(6) if \( (x+1, y-2)=(3,1) \), find the values of \( x \) and \( y \) ii) Find the domain and range of the function \( \sin x \)

To solve the first part of your question: Given the equation \( (x+1, y-2) = (3, 1) \), we can equate the components: 1. \( x + 1 = 3 \) 2. \( y - 2 = 1 \) Now, we can solve for \( x \) and \( y \): 1. For \( x \): \[ x + 1 = 3 \implies x = 3 - 1 = 2 \] 2. For \( y \): \[ y - 2 = 1 \implies y = 1 + 2 = 3 \] Thus, the values are: \[ x = 2 \quad \text{and} \quad y = 3 \] --- For the second part of your question regarding the function \( \sin x \): **Domain of \( \sin x \)**: The sine function is defined for all real numbers.
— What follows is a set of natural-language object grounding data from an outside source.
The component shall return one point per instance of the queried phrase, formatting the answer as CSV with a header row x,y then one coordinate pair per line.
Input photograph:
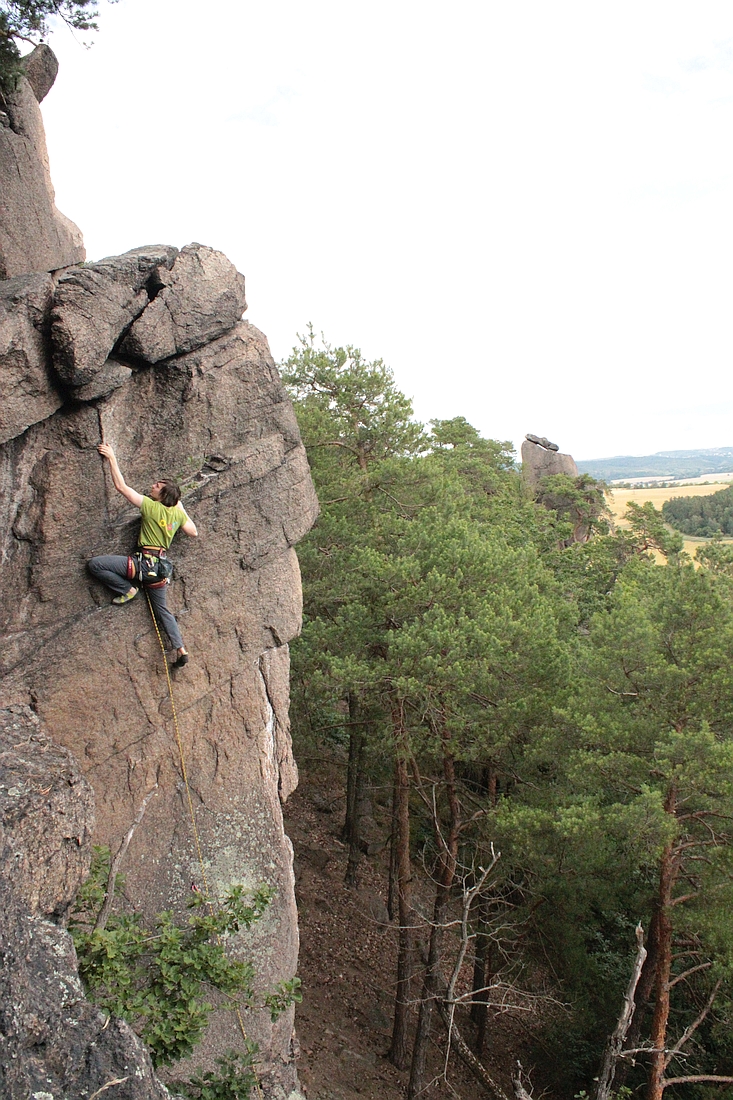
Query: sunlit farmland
x,y
619,499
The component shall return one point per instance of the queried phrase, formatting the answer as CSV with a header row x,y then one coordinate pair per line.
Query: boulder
x,y
542,441
34,235
41,70
95,306
200,297
29,391
53,1042
539,462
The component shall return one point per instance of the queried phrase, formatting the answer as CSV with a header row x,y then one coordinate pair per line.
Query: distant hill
x,y
714,460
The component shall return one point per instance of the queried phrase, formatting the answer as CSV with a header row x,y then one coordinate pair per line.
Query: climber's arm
x,y
120,484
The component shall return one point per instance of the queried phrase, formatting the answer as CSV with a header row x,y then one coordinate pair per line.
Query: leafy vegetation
x,y
532,683
157,978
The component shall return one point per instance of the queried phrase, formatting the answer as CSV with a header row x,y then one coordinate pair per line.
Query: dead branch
x,y
468,1057
614,1046
696,1077
115,866
693,1026
517,1081
693,969
469,895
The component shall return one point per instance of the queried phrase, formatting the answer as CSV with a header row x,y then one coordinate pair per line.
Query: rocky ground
x,y
348,949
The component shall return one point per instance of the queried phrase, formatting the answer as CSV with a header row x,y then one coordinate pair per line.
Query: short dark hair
x,y
168,493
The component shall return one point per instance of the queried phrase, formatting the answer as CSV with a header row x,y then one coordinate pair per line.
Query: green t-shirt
x,y
159,524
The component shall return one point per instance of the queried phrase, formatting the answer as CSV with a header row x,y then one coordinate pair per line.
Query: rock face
x,y
34,235
542,459
52,1041
29,391
200,297
215,416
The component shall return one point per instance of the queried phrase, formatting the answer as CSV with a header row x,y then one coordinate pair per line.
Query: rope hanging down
x,y
184,771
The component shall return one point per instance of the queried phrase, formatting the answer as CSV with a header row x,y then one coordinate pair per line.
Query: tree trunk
x,y
398,1045
644,991
354,792
481,976
660,1016
615,1045
392,888
448,861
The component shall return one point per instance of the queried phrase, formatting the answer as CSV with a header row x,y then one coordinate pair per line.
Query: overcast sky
x,y
525,208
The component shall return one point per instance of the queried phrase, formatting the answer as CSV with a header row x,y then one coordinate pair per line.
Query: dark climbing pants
x,y
111,569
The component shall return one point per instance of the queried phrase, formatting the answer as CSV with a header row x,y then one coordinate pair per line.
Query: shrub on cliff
x,y
28,21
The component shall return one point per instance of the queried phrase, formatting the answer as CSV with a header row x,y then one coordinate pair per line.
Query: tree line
x,y
701,516
554,717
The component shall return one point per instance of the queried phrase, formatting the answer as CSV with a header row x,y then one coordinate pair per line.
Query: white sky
x,y
525,208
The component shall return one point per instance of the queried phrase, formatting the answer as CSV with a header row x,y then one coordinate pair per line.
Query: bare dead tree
x,y
614,1046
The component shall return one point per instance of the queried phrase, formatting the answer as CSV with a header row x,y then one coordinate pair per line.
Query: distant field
x,y
620,497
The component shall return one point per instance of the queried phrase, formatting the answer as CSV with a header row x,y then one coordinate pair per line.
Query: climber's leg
x,y
165,617
112,570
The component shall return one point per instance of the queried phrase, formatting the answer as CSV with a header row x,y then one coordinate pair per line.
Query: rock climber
x,y
162,515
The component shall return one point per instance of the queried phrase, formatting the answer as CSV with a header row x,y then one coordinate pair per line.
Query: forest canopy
x,y
553,713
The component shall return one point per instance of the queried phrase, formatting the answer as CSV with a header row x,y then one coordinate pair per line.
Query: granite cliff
x,y
148,351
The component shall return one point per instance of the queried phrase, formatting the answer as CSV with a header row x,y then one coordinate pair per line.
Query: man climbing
x,y
162,514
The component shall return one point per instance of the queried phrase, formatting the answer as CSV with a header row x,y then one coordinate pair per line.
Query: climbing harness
x,y
150,567
197,842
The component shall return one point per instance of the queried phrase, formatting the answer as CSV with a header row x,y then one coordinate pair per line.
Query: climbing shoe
x,y
126,598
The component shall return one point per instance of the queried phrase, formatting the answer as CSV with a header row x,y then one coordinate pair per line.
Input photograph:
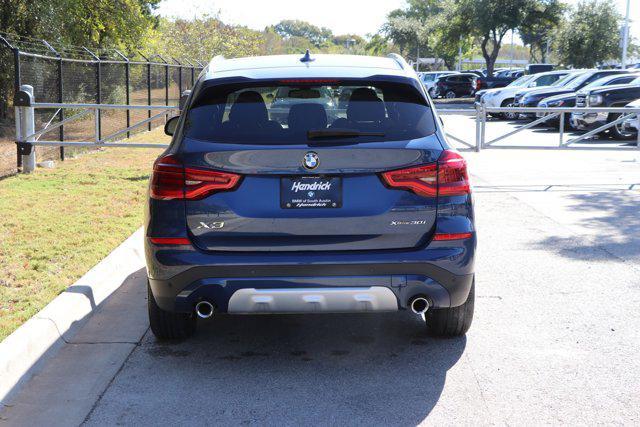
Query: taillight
x,y
447,177
453,179
167,181
171,180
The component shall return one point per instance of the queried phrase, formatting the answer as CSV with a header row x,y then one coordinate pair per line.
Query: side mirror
x,y
183,99
171,125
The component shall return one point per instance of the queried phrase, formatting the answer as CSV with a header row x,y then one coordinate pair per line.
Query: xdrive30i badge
x,y
414,222
311,160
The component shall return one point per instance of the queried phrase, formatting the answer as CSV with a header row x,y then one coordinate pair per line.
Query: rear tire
x,y
453,321
508,103
167,325
616,131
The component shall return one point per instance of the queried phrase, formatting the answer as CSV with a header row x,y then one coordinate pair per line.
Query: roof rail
x,y
211,65
399,59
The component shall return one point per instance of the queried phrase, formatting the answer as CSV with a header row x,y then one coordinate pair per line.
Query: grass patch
x,y
56,224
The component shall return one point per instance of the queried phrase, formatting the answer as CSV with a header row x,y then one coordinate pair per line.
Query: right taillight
x,y
171,180
447,177
453,179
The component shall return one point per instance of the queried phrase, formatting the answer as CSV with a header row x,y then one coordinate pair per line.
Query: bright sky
x,y
341,16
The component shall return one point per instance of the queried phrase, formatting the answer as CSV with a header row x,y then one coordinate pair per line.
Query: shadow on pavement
x,y
320,369
614,217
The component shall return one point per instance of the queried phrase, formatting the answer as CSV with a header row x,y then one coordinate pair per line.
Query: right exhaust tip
x,y
419,305
204,309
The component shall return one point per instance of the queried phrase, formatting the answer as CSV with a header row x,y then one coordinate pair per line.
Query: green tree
x,y
294,28
591,34
413,29
489,21
203,38
541,20
108,23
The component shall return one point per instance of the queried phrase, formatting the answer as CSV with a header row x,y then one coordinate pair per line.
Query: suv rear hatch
x,y
317,180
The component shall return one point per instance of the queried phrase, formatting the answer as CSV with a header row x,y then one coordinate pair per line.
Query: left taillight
x,y
171,180
446,177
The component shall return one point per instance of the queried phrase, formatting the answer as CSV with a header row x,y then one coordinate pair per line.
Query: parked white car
x,y
632,123
504,97
429,79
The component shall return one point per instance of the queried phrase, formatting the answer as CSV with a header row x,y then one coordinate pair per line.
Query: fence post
x,y
166,80
60,100
561,129
638,127
98,90
127,82
17,83
478,130
25,119
60,92
148,87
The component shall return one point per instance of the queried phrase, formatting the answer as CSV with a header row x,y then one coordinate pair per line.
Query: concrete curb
x,y
26,349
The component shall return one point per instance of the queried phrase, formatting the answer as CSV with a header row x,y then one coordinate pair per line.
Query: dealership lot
x,y
555,337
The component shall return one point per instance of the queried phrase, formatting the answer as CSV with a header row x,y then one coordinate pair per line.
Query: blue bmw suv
x,y
349,201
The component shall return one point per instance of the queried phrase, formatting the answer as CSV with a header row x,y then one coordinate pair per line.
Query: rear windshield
x,y
295,113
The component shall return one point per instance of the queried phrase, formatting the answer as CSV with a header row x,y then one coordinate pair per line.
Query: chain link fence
x,y
71,74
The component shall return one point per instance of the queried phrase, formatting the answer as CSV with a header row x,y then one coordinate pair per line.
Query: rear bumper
x,y
584,121
337,282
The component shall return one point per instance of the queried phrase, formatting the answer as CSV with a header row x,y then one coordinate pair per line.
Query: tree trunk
x,y
491,57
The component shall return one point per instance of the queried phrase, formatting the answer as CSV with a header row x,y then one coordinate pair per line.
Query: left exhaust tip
x,y
204,309
419,305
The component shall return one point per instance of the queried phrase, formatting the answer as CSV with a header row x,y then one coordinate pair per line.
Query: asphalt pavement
x,y
555,339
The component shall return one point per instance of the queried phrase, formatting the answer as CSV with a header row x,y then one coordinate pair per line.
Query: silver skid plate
x,y
311,300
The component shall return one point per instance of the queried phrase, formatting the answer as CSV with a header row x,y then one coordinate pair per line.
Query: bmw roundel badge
x,y
311,160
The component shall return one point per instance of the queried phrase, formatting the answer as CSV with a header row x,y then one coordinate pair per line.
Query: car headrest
x,y
365,106
249,109
303,117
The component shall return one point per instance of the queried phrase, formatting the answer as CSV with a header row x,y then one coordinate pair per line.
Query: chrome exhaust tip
x,y
419,305
204,309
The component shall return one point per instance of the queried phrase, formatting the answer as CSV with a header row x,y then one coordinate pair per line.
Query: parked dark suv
x,y
609,96
456,85
368,212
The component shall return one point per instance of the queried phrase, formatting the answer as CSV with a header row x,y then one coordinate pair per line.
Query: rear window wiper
x,y
339,133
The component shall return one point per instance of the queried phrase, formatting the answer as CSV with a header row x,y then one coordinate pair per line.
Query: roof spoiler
x,y
400,60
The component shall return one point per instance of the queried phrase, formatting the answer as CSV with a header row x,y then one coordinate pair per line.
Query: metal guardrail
x,y
481,113
27,137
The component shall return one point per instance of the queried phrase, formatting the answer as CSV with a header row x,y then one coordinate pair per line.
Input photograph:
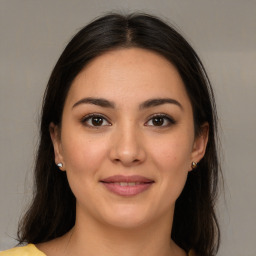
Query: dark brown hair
x,y
52,211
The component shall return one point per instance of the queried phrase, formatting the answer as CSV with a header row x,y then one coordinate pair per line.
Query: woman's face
x,y
127,138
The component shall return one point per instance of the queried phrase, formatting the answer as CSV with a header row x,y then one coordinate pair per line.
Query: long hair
x,y
52,211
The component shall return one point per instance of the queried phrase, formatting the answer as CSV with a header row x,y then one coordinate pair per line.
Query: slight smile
x,y
127,185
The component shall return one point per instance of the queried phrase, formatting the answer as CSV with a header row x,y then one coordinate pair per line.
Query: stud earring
x,y
193,165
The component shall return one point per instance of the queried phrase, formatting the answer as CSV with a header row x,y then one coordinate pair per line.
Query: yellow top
x,y
31,250
28,250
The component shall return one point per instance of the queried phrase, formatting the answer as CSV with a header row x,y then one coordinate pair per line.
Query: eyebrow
x,y
109,104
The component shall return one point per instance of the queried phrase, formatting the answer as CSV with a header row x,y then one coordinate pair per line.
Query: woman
x,y
127,161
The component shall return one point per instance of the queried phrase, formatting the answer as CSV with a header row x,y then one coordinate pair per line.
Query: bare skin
x,y
126,136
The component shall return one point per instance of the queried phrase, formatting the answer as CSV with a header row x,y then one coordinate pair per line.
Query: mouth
x,y
127,185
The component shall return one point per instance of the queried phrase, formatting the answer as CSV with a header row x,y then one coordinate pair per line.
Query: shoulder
x,y
190,253
28,250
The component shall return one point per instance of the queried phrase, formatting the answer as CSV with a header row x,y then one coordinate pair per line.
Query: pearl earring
x,y
193,165
60,165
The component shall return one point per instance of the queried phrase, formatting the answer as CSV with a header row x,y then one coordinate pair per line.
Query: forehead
x,y
128,75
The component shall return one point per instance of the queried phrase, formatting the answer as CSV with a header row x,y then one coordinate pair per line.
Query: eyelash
x,y
169,119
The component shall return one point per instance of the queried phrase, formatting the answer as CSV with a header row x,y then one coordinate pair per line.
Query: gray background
x,y
33,33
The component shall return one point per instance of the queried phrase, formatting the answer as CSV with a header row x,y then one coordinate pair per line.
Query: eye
x,y
160,120
95,120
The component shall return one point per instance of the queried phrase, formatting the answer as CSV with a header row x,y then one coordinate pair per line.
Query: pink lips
x,y
127,185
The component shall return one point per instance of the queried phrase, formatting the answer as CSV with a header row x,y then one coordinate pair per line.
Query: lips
x,y
127,185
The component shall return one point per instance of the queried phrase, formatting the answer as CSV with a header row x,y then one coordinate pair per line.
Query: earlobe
x,y
200,144
56,141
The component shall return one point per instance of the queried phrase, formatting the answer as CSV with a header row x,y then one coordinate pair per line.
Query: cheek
x,y
83,155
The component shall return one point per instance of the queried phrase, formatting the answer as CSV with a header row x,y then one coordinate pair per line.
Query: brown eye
x,y
160,120
95,121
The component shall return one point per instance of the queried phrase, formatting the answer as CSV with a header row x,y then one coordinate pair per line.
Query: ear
x,y
200,144
56,141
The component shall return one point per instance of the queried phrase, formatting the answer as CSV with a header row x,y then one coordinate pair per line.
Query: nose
x,y
127,146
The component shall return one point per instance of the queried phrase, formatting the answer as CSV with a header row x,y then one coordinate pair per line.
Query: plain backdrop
x,y
33,34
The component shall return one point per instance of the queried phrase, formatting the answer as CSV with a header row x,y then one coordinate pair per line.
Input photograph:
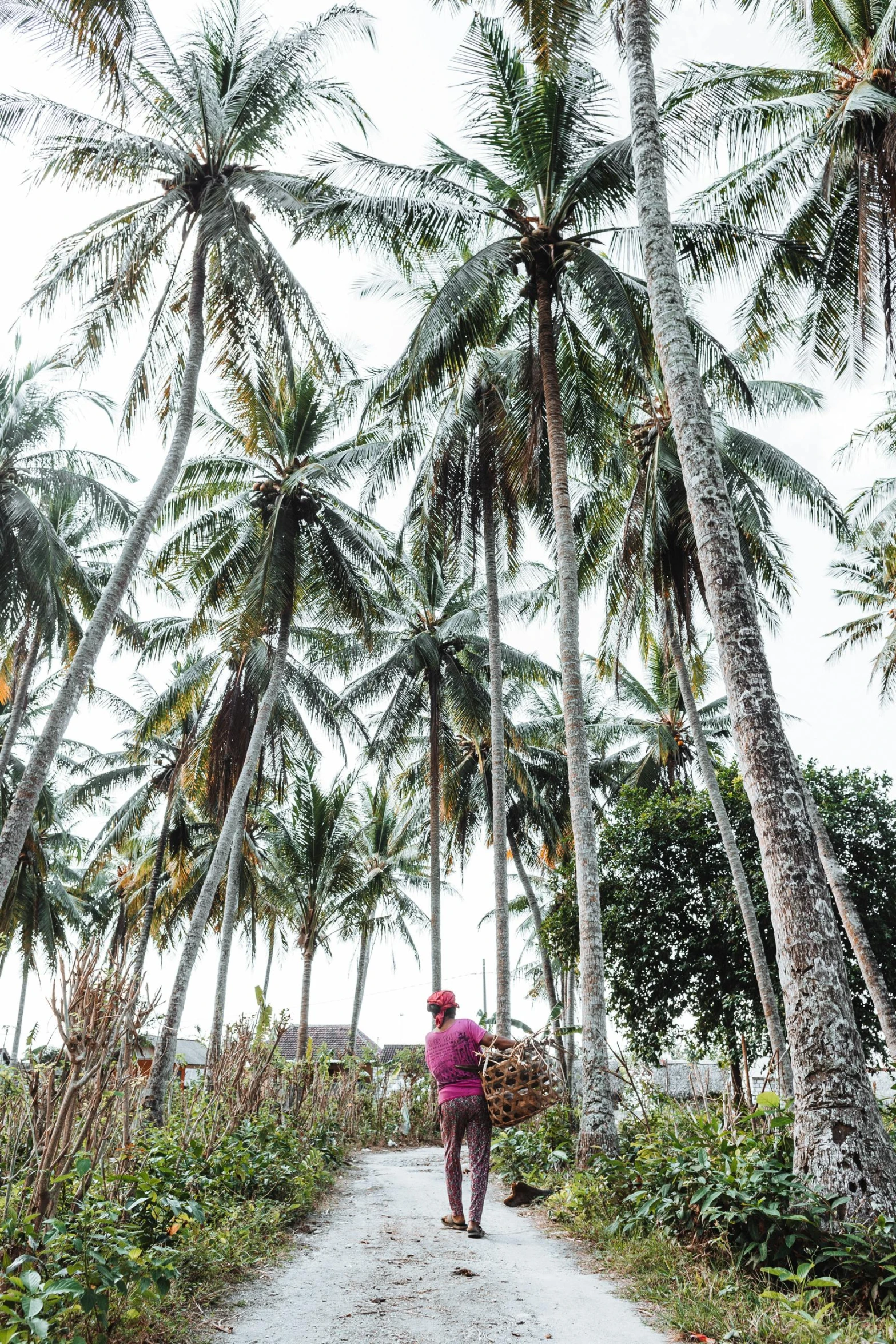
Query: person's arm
x,y
501,1042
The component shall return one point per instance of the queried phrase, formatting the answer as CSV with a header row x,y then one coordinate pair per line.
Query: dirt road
x,y
379,1268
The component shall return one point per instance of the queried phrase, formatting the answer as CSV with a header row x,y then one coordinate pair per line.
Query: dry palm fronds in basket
x,y
519,1082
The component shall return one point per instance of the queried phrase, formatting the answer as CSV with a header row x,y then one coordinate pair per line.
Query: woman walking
x,y
452,1057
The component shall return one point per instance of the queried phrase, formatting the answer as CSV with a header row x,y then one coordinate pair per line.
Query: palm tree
x,y
54,504
265,536
38,908
428,658
163,755
659,719
471,480
199,129
316,855
548,183
831,1089
394,862
809,147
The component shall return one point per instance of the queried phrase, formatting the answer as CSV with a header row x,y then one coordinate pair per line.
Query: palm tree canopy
x,y
199,129
49,491
810,145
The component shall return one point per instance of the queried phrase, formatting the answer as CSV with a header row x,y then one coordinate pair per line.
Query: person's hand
x,y
501,1042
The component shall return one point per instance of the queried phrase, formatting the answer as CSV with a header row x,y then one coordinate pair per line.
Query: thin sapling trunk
x,y
229,920
167,1043
363,961
436,827
735,863
499,772
597,1127
19,701
308,959
547,969
17,1039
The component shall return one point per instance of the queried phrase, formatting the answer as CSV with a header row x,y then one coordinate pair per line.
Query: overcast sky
x,y
410,89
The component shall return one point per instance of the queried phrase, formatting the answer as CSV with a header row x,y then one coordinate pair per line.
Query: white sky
x,y
410,90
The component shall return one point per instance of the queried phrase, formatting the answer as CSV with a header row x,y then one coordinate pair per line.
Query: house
x,y
190,1058
331,1039
687,1081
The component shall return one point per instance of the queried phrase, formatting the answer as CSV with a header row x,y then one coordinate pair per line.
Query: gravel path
x,y
379,1268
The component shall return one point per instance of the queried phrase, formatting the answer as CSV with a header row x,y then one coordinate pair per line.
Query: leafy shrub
x,y
536,1150
730,1192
Therefore, the domain of \( \sin x \) is: \[ \text{Domain: } (-\infty, \infty) \] **Range of \( \sin x \)**: The sine function oscillates between -1 and 1. Therefore, the range of \( \sin x \) is: \[ \text{Range: } [-1, 1] \] In summary: - Values of \( x \) and \( y \): \( x = 2 \), \( y = 3 \) - Domain of \( \sin x \): \( (-\infty, \infty) \) - Range of \( \sin x \): \( [-1, 1] \)